Water isn't a "perfect" media, but it is much closer to animal insides than foam or other normal target media.

04-May-18
Just stuff the arrow you are currently using with rope or weed eater line. You can get weight tubes as well. No sense in dropping $300 on a different arrow setup when $12 would fix the one you got.

From: Shawn
04-May-18
Dangerous game in .300 spine cut to 28"s(460 grains) than add a 75 grain brass inserts and a 175 grain VPA head, put on a lighted nock(20 grains) and a 7" wrap and your vanes of choice and you will easily be over 700 grains. It should have ya right around 745 grains give or take. Shawn

From: Glunker
04-May-18
First thing to use would be a heavy broadened, then go to a brass insert, then go big fletch to stabilize it. 4 blazers or 4 fletch 4 or 5" feathers.

From: Glunker
04-May-18
Duplicate post

From: Russ Koon
05-May-18
x_man, I agree. The penetration difference seemed much more evident on the "softer target" of damp grass. Didn't have any other targets of low resistance to use for comparison at the time, but we had done some bowfishing years ago and used both solid fiberglass fish arrows and our regular aluminums that we shot at that time. The ability to hit with less deflection and to penetrate the carp and gar were very noticeably improved by the heavier arrows. Always figured they would be, but we tried it both ways just to verify the expected outcome.

On the later experiments mentioned above, I was just trying to quantify the penetration advantage with heavy arrows to judge whether the loss of trajectory and a wider pin gap would be repaid by a sizeable difference in penetration on medium sized game. It does seem to make a lot of difference whether the target media is dense enough to make a very sudden stop or if it's softer.

My own choice in arrows for deer and anything heavier that I have had the opportunity to hunt has been a heavier and stiffer arrow than many guys prefer. And there have been a few times when it has made the difference between a clean kill and an "iffy" recovery prospect. So I was already somewhat in the heavier-is-better camp, but checking to see how far to push the envelope in that direction.

IMO, since the majority of well-hit deer are pass-throughs, the penetration advantage would be often wasted for most of us. Would be more critical for lighter draw bows and tougher game. Probably very critical for dangerous African game. The flat trajectory would not likely be of much benefit shooting from a hide at a waterhole, either, so the heavy arrow would almost certainly be a good idea even if not required for the OP's African adventure. Didn't mean to imply otherwise.
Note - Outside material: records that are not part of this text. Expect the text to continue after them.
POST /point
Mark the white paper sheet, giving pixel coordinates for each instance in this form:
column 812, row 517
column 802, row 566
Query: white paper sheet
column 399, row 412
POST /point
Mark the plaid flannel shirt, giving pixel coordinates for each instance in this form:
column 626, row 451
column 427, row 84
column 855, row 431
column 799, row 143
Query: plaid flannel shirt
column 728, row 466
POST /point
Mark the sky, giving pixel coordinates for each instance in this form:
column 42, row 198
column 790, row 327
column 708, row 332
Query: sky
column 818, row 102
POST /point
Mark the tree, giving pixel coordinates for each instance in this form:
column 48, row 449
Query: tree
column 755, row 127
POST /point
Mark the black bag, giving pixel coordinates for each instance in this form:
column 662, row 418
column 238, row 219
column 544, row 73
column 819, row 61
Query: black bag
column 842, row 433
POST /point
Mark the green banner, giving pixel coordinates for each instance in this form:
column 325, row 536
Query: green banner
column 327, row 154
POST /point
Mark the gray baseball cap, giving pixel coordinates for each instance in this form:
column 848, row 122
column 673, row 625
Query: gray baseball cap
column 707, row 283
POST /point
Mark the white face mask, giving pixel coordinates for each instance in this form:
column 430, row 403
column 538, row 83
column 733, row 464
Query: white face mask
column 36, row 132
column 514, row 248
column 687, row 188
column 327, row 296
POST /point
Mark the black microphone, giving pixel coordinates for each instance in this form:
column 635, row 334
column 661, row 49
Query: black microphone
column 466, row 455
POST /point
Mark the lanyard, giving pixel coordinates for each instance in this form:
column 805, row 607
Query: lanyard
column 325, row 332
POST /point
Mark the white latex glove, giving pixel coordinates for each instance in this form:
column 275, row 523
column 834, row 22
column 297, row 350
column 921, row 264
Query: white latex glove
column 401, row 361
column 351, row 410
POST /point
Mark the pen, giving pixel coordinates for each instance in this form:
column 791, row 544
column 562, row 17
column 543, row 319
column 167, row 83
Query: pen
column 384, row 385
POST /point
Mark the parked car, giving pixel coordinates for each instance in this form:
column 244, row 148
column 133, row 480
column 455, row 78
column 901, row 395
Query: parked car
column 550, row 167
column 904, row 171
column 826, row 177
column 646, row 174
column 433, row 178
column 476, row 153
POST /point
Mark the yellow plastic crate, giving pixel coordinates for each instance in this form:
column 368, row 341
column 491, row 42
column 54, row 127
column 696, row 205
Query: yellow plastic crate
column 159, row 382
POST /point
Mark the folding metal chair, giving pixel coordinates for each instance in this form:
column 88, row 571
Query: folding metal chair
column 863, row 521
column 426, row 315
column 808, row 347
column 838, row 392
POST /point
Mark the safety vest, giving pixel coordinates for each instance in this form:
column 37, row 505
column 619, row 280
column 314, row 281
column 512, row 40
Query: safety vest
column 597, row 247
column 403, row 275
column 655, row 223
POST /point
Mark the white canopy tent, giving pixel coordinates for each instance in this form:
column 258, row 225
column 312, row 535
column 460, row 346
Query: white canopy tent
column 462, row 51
I think Pat's experiments while checking out various arrrow weights and head designs prior to his cape buffalo hunt a few years ago verified that it was a REAL good idea to have a heavy and sturdy setup if you were going to need to penetrate heavy muscle and ribs to get to the heart and lungs. Different critters and circumstances require different value "weights" when comparing the relative aspects.

From: Russ Koon
05-May-18
x_man, I agree. The penetration difference seemed much more evident on the "softer target" of damp grass. Didn't have any other targets of low resistance to use for comparison at the time, but we had done some bowfishing years ago and used both solid fiberglass fish arrows and our regular aluminums that we shot at that time. The ability to hit with less deflection and to penetrate the carp and gar were very noticeably improved by the heavier arrows. Always figured they would be, but we tried it both ways just to verify the expected outcome.
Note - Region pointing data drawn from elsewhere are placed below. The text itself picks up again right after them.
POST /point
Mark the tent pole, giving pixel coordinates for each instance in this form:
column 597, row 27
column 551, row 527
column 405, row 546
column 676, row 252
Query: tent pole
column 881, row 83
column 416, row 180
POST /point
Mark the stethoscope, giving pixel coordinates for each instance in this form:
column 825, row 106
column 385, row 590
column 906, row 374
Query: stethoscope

On the later experiments mentioned above, I was just trying to quantify the penetration advantage with heavy arrows to judge whether the loss of trajectory and a wider pin gap would be repaid by a sizeable difference in penetration on medium sized game. It does seem to make a lot of difference whether the target media is dense enough to make a very sudden stop or if it's softer.

My own choice in arrows for deer and anything heavier that I have had the opportunity to hunt has been a heavier and stiffer arrow than many guys prefer. And there have been a few times when it has made the difference between a clean kill and an "iffy" recovery prospect. So I was already somewhat in the heavier-is-better camp, but checking to see how far to push the envelope in that direction.

IMO, since the majority of well-hit deer are pass-throughs, the penetration advantage would be often wasted for most of us. Would be more critical for lighter draw bows and tougher game. Probably very critical for dangerous African game. The flat trajectory would not likely be of much benefit shooting from a hide at a waterhole, either, so the heavy arrow would almost certainly be a good idea even if not required for the OP's African adventure. Didn't mean to imply otherwise.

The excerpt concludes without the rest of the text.